Swimming in Circles

Mac Miller is a hazy memory of a man on his sixth album.

Mac Miller died on September 7, 2018. A month after releasing his fifth album, Swimming, in early August, the singer was gone as quickly as his last summer. Swimming was extraordinary and captured Miller’s growth. He tested his limits and ability on the critically acclaimed album. 

Circles was intended to be a companion piece to Swimming. Miller wanted to convey the idea of swimming in circles; a representation that life is in constant cycles. 

After Miller died due to an accidental drug overdose the music industry was unsure if his fifth album would be the last. On January 8, 2020, it was announced by his family that a new album would be coming entitled Circles and released the first single, “Good News.”

The single was a perfect insight into how the album would sound and feel, and what it would represent. Miller sings about being drained from living in the public eye and how everyone just wants to hear the bright side and positive outlooks. He is drained from always apologizing and drained from being tired.

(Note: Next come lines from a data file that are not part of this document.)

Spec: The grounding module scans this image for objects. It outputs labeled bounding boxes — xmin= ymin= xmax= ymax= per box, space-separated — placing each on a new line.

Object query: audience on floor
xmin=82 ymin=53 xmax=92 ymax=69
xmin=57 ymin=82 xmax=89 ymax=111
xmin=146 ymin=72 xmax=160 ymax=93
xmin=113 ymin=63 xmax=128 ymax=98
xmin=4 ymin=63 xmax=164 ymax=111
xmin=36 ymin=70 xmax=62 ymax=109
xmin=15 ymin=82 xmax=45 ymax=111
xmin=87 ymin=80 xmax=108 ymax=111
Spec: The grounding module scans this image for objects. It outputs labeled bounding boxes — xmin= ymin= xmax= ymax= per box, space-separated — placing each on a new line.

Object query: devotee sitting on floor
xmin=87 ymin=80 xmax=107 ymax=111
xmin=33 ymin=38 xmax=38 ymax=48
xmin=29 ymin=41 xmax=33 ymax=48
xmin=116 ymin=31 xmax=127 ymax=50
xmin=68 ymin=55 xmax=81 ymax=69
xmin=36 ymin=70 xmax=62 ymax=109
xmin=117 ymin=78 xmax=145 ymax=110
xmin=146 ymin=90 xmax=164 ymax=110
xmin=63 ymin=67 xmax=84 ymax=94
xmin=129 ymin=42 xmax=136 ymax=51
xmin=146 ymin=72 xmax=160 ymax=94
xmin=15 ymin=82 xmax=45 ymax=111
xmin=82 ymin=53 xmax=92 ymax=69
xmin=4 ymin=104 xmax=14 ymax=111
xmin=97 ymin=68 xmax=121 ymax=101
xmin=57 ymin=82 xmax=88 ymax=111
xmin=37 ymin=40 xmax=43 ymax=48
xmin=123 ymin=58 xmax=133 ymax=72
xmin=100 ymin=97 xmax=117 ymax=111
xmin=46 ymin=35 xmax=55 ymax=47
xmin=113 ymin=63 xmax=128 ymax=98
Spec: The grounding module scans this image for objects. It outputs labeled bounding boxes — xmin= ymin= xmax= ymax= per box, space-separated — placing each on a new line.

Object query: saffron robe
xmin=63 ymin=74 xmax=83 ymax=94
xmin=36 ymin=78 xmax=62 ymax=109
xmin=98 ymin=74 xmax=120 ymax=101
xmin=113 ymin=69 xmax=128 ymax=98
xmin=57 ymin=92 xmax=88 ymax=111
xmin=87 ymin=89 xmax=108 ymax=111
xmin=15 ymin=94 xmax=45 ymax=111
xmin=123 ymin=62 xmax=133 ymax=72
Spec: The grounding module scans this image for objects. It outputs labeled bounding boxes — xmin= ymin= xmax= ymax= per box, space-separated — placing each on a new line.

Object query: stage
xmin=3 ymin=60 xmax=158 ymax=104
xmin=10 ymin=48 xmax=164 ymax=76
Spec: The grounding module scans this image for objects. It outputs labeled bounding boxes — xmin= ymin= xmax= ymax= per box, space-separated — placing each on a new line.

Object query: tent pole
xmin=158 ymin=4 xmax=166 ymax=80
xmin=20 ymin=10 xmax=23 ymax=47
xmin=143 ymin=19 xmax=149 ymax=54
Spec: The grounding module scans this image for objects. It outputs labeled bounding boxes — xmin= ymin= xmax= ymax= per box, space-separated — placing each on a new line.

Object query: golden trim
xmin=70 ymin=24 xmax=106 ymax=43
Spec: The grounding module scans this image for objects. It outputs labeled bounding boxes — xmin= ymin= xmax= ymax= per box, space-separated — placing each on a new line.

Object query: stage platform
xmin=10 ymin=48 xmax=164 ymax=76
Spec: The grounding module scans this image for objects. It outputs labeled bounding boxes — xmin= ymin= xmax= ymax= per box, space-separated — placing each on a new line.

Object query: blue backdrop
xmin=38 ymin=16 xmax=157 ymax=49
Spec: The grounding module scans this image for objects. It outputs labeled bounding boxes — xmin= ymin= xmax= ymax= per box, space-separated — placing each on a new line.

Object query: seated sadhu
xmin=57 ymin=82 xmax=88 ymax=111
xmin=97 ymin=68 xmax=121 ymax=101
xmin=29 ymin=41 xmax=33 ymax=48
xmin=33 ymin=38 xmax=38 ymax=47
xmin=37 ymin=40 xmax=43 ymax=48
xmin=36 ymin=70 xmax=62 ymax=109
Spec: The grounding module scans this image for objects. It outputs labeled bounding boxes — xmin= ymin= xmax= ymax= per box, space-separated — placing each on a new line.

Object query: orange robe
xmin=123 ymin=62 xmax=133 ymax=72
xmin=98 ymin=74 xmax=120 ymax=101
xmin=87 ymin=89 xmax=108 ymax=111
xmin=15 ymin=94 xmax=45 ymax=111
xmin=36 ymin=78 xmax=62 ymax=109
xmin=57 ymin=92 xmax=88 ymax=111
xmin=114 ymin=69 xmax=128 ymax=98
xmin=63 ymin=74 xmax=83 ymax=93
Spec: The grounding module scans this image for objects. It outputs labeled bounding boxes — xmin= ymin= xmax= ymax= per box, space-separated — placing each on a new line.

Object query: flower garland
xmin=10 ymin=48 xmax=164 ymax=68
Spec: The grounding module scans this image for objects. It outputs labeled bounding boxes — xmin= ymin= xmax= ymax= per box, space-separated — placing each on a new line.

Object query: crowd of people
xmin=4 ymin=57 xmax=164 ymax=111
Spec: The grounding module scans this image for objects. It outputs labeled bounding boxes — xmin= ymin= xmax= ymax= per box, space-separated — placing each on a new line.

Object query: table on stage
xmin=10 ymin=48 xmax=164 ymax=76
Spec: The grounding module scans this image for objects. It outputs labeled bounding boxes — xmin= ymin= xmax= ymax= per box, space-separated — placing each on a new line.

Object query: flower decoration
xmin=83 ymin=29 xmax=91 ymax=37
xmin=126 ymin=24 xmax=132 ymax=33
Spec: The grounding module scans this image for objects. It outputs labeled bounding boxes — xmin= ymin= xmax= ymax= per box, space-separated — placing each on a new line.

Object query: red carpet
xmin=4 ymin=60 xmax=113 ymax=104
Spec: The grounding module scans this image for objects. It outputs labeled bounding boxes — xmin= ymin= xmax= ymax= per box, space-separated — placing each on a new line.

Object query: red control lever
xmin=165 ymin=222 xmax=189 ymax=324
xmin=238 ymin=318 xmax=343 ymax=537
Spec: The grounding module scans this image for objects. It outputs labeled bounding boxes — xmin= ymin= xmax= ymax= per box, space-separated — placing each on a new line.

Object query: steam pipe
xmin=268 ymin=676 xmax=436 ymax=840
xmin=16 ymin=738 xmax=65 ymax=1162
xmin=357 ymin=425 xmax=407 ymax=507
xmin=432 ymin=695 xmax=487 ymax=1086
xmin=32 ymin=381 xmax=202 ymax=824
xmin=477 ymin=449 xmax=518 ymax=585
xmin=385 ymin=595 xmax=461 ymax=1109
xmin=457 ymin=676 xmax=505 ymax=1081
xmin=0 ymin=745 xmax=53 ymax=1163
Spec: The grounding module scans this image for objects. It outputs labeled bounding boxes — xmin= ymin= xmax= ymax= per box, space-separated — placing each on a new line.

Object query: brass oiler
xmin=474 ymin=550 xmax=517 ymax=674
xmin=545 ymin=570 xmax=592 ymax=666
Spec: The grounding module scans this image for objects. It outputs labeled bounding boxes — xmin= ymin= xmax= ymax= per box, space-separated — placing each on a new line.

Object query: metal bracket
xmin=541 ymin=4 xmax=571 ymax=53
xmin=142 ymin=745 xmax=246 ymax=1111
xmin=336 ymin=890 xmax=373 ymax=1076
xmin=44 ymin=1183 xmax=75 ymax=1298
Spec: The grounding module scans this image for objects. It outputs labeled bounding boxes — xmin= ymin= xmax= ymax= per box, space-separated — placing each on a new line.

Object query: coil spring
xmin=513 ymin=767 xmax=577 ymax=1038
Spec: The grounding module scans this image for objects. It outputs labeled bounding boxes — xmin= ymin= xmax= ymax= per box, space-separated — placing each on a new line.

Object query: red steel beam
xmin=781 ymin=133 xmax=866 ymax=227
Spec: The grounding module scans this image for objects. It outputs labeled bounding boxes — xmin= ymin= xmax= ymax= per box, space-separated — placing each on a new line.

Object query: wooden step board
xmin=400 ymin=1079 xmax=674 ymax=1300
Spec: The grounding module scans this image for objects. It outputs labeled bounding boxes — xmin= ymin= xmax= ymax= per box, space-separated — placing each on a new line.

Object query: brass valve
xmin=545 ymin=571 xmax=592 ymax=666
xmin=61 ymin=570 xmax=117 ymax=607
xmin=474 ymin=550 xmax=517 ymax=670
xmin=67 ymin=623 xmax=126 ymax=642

Circles’ album cover is a hazy portrait of the Pittsburg born rapper.

Circles was released almost two weeks later, on January 17. The album included 12 tracks with his vocals alone. Prior to Miller’s death, he was working closely with Jon Brion on Circles. Brion knew the vision and direction directly from Miller and finished the album with his best effort. 

The easy-going vibe almost makes Circles feel like it’s directly from Miller. Yet this album is undeniably different. The album feels like a window into how the people closest to him viewed him. This mix of Miller and others creates an album that gets slightly lost and confused at times.

Three consecutive tracks—“Woods,” “Hand Me Downs” and “That’s on Me”— all sound incredibly similar. There are low points in the album that disappoint, but Miller was not a perfect artist. He had plenty of low points in his music; it is the authenticity in his emotion and lyricism that holds him afloat in the music industry. 

“I Can See” is a highlight of his talents. Miller is almost optimistic on this track. It follows his confusion about life and states what he thinks he knows about the world. He talks about dreams and reality. His thoughts resemble a request for knowledge from a faraway god about the unknowns. 

Miller has an interesting history with religion. He was raised Jewish after his mother but went to a Christian grade school due to his father’s wishes for him to receive a good education. On this album, he often questions what comes next. He talks wholeheartedly about living forever in one moment and then chants on about waiting for the inevitable. 

The opening, title track is the strongest on the album. “Circles” executes Miller’s swimming in circles mantra perfectly. He sings the idea in a song that also tackles love and pain. He mentions his addictions and past loves. Miller explains the cycles of the world effortlessly with sorrow and confidence.

Well I drink my whiskey, and you sip your wine / We’re doing well, sitting, watching the world falling down, its decline / And I keep you safe, I can keep you safe / Do not be afraid, do not be afraid

— Circles


Mac Miller said how he was feeling about himself and his life, but only got to tell his thoughts and worries after it was too late to hear a response. This album carries the emotional baggage Miller dropped when he left this world. 

Circles, with all its imperfections, might be the final curtain call for Mac Miller. This leaves fans with heavy hearts and grief, but not complete disappointment. This album won’t go down in history as Miller’s best, nor worst; it will go down as his final statement on life.